BOSTON — SHE was pregnant and afraid.
Somehow she got into a Miami hospital and gave birth to a baby in the restroom. Then she left the baby there and disappeared.
Any baby left behind like this - along with thousands more babies less dramatically left behind - becomes a "boarder baby" in a hospital.
If the mother cannot be found, or is known to be on drugs, and if placement in a foster home is difficult, or adoption is slow, the baby is "boarded" for a few days, weeks, or months.
A recent study of 72 urban hospitals done by the Child Welfare League of America and the National Association of Public Hospitals (NAPH) disclosed that "boarder babies are part of a larger alcohol and substance crisis of enormous proportions, which is sweeping through major metropolitan areas in the United States and having a profound impact on public hospitals ... and the child welfare system."
Larry Gage, president of the NAPH, says: "Most of these babies are in the hospitals because there is no place to put them, not because they require constant medical attention." He says each baby can cost a hospital anywhere from $240 to nearly $1,200 a day.
A Cleveland hospital disclosed that it had been boarding a baby for five months at $600 a day for a cost of $90,000 to the county.
In New York City there were more than 300 new boarder babies for the first three months of 1992, and 88 percent of all boarder babies there were prenatally exposed to drugs or alcohol. The New York Human Resources Administration says this is a 17 percent increase in the number of boarder babies from last year.
Estimates of the number of boarder babies in all US hospitals go as high as 375,000, but no one knows for certain. Caring for them could carry an annual cost of $34 million, the NAPH says.
"Here in Harlem," says Dr. David Bateman, director of newborn services at Harlem Hospital in New York City, "we have between 15 and 30 boarder babies a month. The peak year was 1989. Since then the foster-care agency has become better organized and recruits more foster parents."
Typically, when a hospital determines that a mother has been on drugs and the baby has been affected by the abuse, the city's welfare or social-service agency is contacted. In some states the agencies are mandated to conduct an investigation into the the mother's ability to care for the child.In many cases the mother is encouraged to visit the baby at the hospital while the agency tries to help the mother.
In other states, health officials investigate the case in order to avoid escalating or complicating the issues by involving more professionals and more paper work.

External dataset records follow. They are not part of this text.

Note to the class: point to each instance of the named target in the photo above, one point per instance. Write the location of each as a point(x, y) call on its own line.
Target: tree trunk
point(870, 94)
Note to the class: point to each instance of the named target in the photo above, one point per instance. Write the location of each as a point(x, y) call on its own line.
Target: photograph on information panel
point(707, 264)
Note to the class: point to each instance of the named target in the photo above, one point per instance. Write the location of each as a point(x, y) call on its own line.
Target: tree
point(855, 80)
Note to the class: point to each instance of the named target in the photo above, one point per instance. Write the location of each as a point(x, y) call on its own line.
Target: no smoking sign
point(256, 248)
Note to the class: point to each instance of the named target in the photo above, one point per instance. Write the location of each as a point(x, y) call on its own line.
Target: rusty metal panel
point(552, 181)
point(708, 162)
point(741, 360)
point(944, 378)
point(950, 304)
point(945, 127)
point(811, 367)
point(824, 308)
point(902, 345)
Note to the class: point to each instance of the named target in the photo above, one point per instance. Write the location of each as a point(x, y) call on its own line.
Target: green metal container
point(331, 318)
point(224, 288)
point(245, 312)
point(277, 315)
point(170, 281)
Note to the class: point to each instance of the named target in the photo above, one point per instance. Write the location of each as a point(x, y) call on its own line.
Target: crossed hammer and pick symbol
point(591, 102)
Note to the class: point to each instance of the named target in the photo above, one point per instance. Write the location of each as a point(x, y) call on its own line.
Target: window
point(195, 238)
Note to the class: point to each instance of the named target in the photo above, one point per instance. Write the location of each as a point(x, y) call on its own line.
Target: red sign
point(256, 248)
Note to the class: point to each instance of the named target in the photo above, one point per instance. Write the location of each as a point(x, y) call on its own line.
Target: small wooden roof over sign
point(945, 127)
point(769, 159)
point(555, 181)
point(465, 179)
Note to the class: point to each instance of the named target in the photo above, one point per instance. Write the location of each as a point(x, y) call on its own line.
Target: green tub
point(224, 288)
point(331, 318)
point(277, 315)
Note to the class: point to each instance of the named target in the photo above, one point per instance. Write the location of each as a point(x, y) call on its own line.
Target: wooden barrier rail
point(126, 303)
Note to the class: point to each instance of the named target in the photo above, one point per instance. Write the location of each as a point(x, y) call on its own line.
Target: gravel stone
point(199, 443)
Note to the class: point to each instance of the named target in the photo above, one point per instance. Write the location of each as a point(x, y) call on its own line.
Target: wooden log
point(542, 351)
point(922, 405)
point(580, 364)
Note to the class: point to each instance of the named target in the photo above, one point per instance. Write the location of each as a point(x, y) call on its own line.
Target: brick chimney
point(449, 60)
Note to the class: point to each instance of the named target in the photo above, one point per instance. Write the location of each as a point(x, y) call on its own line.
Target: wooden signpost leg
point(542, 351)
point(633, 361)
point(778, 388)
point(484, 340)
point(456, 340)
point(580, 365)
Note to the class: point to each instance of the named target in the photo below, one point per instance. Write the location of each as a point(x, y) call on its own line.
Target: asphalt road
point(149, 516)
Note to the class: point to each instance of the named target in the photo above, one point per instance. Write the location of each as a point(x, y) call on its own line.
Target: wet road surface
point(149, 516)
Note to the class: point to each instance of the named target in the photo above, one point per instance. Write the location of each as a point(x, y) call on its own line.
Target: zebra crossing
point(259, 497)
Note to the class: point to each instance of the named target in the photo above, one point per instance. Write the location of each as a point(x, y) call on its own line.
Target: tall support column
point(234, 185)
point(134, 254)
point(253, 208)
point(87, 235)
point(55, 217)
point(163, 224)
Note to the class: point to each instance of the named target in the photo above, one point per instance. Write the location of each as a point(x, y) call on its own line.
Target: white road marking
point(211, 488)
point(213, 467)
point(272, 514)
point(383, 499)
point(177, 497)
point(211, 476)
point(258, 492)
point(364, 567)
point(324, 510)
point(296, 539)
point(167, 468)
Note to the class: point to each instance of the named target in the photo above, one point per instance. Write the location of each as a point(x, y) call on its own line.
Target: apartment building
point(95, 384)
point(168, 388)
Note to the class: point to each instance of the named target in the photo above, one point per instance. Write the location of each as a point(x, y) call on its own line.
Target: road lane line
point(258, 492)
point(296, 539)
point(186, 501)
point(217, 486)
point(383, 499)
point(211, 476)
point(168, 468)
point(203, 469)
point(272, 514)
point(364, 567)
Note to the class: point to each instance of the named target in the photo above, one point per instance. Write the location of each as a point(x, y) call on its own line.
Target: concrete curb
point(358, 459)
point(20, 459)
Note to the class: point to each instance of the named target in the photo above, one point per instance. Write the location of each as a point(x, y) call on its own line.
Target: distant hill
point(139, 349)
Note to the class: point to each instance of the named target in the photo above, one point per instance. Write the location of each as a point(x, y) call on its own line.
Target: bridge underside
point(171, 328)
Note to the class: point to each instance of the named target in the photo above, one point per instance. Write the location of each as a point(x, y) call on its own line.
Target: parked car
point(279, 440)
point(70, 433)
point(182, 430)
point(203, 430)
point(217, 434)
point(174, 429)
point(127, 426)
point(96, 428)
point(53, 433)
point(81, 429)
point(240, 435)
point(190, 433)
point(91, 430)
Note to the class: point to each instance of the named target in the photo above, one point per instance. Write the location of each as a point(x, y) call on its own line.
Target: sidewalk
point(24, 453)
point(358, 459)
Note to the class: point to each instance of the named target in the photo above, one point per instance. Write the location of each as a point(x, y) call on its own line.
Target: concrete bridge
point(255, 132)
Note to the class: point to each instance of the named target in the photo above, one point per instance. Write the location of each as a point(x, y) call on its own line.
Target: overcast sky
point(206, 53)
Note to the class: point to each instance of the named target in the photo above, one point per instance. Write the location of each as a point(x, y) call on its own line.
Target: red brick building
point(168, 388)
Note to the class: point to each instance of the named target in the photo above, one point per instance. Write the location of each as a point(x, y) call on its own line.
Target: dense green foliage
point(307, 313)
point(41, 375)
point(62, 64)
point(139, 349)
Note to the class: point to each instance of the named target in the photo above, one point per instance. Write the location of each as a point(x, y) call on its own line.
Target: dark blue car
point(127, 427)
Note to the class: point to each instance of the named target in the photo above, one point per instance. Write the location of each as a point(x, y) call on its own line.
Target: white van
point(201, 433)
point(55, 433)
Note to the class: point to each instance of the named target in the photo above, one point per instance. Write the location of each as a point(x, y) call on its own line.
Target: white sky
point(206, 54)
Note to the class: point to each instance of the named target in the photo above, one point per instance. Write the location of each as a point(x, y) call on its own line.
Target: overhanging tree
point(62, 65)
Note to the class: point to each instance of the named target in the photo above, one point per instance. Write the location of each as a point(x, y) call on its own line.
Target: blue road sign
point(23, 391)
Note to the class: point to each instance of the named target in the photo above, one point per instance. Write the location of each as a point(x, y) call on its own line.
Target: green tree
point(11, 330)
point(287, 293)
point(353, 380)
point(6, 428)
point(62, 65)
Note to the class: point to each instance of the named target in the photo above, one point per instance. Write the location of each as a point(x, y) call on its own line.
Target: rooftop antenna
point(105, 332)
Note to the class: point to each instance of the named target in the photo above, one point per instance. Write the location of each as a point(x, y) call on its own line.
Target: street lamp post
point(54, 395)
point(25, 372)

IN a study done by the US House Select Committee on Children, Youth, and Families, the number of boarder babies increased in a Miami hospital by 20 to 30 at any one time after a law was passed requiring child protective services to assess the home environment of newborns.
"We get about five or six [boarder] cases a month," says Dr. Steven Parker, medical director of the newborn nursery at Boston City Hospital, where cases of drug-exposed infants are turned over to the city's Department of Social Services.
"It's hard to say if the problem is on the rise here because there has been a general decrease in births in Boston in the last few months," Dr. Parker says. "But far and away the most common reason we have boarder babies is because the baby is withdrawing from drugs."
The nationwide increase in the number of babies born with drug-related problems has put an enormous strain on the foster-care system and health-care providers. A report from the North American Commission on Chemical Dependency and Child Welfare found that "88 percent of the state, county, city, and voluntary not-for-profit agencies surveyed noted an increase in the number of children entering foster care who were prenatally exposed to alcohol and other drugs, and 48 percent reported difficulties in locat ing foster homes for (such) children."
Even though several congressional bills are pending that would provide modest amounts of money - the Family Preservation Act and the Educators' and Drug-Exposed Children's Assistance Act - professionals point to long-range solutions.
"What needs to happen," Parker says, "is the economy in inner cities needs to improve along with the support systems for families and care given to children to help them out of poverty. To me the drug problem is the symptom of a deeper malaise. Families are in much worse shape than [a few years ago], more abuse, more drugs. To me, this is the result of urban neglect for the last 12 years."
Mr. Gage says the health programs that exist are probably adequate if they are funded adequately.
"But the shortfall," he says, "is in job training, drug- abuse treatment options, and assistance to single mothers and parents who want to keep a family together - that's what is needed."